I wish it stopped there but you can only do so much, so you hand me over to Self-loathing. Self-loathing and I go back a long way, so far back I don’t remember a life without her. She shows up after I realize that I will cancel, I will disappoint and then I will retreat from the world.

Self-loathing is ruthless, scornful and condescending. She knew I couldn’t do it, she knew I would give up. She tells me I am weak and stupid and worthless. I will never amount to anything because I’m too lazy, I don’t have the drive and I’m a failure. Yea, I’m a failure alright, a big one. My life is proof of that, my marriage ruined and my children growing up with a mother whom was barely present. Self-loathing always leaves me broken, at the edge of the abyss, a bottomless, dark hole of despair.

Suicide has impeccable timing, waiting and watching to step in. She likes to come to me when I have nothing left, so I’m an easy target for her taunts. Her voice is hypnotic almost soothing as she asks me if life is really worth living. After all I’ve destroyed, wouldn’t it be a better world without me in it?
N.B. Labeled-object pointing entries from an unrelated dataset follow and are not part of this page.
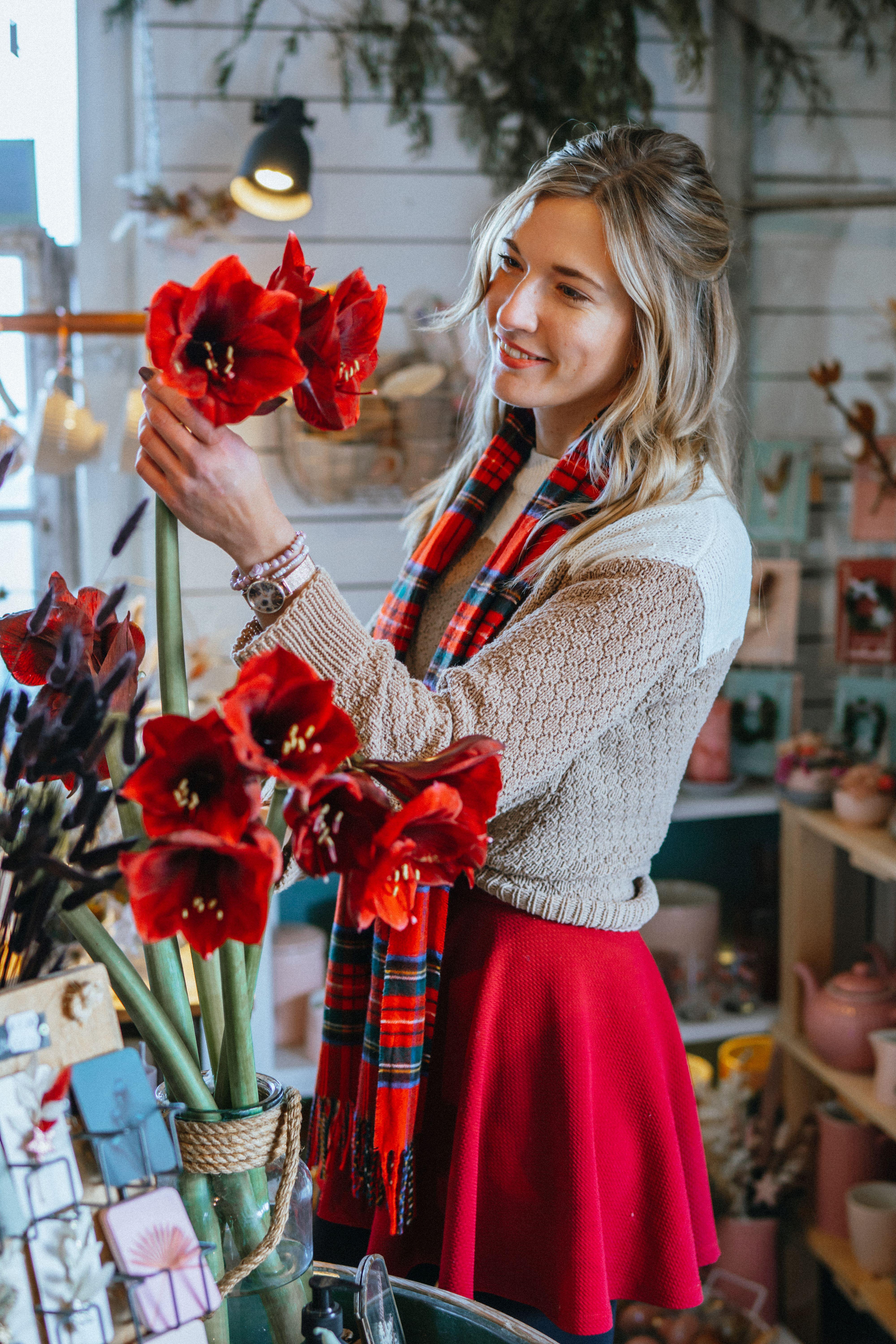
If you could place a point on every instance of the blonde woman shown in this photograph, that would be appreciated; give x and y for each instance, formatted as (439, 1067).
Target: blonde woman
(578, 589)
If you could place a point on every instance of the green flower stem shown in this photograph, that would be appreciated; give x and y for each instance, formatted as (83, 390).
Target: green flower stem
(170, 628)
(238, 1034)
(150, 1018)
(211, 1005)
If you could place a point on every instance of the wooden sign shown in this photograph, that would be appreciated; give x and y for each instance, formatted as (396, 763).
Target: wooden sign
(774, 610)
(867, 612)
(61, 1019)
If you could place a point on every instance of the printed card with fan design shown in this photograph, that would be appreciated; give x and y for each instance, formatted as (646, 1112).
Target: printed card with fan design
(35, 1139)
(152, 1237)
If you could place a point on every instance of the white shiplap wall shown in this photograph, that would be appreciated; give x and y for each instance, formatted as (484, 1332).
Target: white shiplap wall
(406, 220)
(817, 283)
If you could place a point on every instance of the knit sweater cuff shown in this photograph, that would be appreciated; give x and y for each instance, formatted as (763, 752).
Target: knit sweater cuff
(318, 626)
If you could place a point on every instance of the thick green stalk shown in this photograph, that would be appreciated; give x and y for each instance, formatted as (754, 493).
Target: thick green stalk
(143, 1009)
(170, 627)
(211, 1005)
(238, 1033)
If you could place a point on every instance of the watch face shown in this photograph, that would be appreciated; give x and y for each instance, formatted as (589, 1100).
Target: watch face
(265, 596)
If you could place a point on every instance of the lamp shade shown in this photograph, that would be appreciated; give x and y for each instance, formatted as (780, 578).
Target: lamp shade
(275, 177)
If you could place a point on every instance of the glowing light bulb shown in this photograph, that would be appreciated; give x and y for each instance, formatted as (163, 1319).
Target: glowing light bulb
(272, 179)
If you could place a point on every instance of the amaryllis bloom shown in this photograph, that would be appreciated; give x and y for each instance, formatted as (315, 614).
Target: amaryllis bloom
(335, 831)
(472, 767)
(190, 778)
(225, 343)
(284, 721)
(383, 854)
(205, 888)
(338, 339)
(31, 657)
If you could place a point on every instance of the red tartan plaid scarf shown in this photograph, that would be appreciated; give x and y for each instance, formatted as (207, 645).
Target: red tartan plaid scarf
(382, 986)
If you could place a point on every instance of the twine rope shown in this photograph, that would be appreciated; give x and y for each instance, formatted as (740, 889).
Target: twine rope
(229, 1147)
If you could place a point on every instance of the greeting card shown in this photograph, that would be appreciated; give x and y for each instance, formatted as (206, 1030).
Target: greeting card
(765, 710)
(112, 1093)
(867, 612)
(35, 1140)
(778, 493)
(18, 1322)
(72, 1280)
(773, 616)
(152, 1236)
(866, 718)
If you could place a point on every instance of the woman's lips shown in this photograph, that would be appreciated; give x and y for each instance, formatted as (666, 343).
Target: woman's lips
(520, 360)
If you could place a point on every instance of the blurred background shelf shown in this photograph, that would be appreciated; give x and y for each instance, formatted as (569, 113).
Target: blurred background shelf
(753, 800)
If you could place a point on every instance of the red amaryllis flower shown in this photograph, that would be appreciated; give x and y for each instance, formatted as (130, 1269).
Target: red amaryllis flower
(385, 854)
(225, 342)
(30, 657)
(190, 778)
(338, 341)
(285, 722)
(472, 767)
(199, 885)
(335, 833)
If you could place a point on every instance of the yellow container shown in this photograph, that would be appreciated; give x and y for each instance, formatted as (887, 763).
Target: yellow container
(749, 1057)
(702, 1072)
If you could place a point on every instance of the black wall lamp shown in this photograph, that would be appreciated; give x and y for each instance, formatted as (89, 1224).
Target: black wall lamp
(276, 174)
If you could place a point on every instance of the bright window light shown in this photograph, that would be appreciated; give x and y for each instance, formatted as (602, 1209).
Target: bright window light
(13, 345)
(272, 179)
(39, 101)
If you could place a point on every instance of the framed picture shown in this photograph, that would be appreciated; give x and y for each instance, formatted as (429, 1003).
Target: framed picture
(774, 612)
(867, 612)
(874, 510)
(766, 709)
(866, 718)
(778, 493)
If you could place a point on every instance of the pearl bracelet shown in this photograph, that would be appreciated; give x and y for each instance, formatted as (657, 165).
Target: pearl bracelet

My children won’t have to worry about me anymore, they could get on with their lives. Seriously, it’s not like I was a good mother, I caused them so much heartache. Am I doing anything important with my life? Am I making the world a better place? Hardly. My kids, my friends and family will miss me but there’s a lot they won’t miss. Suicide lulls me with her promise of peace, but somehow I manage to allude her.

I can pull myself back from the abyss, lick my wounds and wait to heal. Mental illness is sly, never revealing more than it has to In one afternoon my three tormentors can visit me and leave me for dead, without anyone knowing they stopped by to see me. When I feel strong again, I’ll show my face, and no one will be the wiser. I’ll be back to the happy, smiling me, the face I show to the world.

Life goes on and so do I, like so many others in my mental club. We carry our scars on the inside and we carry on the best way we know how.  I have a lot of time to make up for, but first I have to make amends.

Note to my loved ones: I am OK and not in danger of hurting myself. Today, I only had to deal with fear and self-loathing.